June 20, 1995 in Nation/World

Southern Baptists Consider Repentance Over Slavery Church Leaders To Take Up Issue Of Past Sins At Convention

From Wire Reports
 

Contrition for the past fills the air.

Japan’s government fumbles for the right word to express remorse for World War II. Former Defense Secretary Robert McNamara issues a belated mea culpa for his role in prolonging the Vietnam War. The Evangelical Lutheran Church apologizes for the anti-Semitism of its namesake, Martin Luther.

Now, the Southern Baptists, who split with northern Baptists 150 years ago primarily over the prerogative of holding slaves, are poised to repudiate their slaveholding links and repent of the longtime sins of bigotry and racism.

“We began in sin. In slavery. We need to deal with it,” the Rev. Gere Allen, head of the District of Columbia Baptist Convention, says.

He’s a white son of the Jim Crow South, the descendant of slave owners.

Yet, he helped prepare “A Declaration of Racial Repentance,” one of at least three resolutions of apology scheduled to be presented when the nation’s largest Protestant denomination meets today in Atlan ta’s Georgia Dome.

There is word, however, that some Baptists don’t like it.

Critics say their theological views don’t allow them to apologize for the sins of their ancestors, said Herb Hollinger of Nashville, vice president for communications of the 15.3 million-member Southern Baptist Convention.

“They say, ‘I’m not going to repent for someone else’s sins,’ ” Hollinger said.

“We’ve already gotten calls from people saying that if we pass this resolution (repenting of slavery and racism) that they are getting out of the Southern Baptist Convention,” he said.

But the Rev.
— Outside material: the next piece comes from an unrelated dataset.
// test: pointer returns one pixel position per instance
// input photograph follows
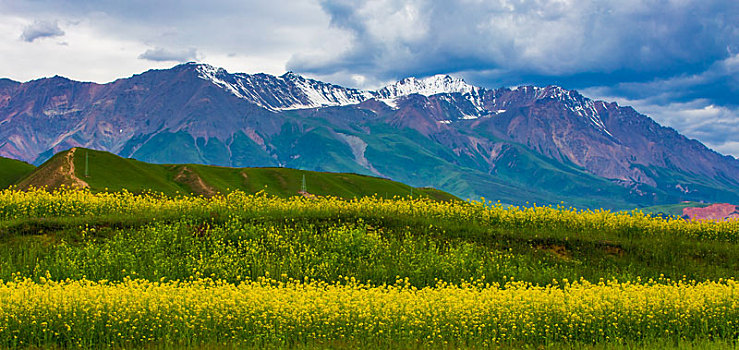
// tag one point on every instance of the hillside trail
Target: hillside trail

Gary Miller, a pastor from Fort Worth and a messenger, the term used to denote a voting representative to the convention, predicted that most Southern Baptists will support the repentance statement despite the theological dispute.

“I can’t confess someone else’s sins and make them all right with God,” Miller said. “But I can at least admit the truth. I would have to be at least 90 percent ostrich to ignore that the Southern Baptist Convention was birthed out of the conflict over slavery.”

From Saul, struck down on the road to Damascus, to the Buddha, transformed by the awareness of suffering, conversions borne of insight form cornerstones for faith. Repentance is found at the heart of rebirth.

Whether spurred by a spate of landmark anniversaries or the changing world or the approaching millennium, not only church folk but also nations and their leaders are grappling with the sins of their fathers these days.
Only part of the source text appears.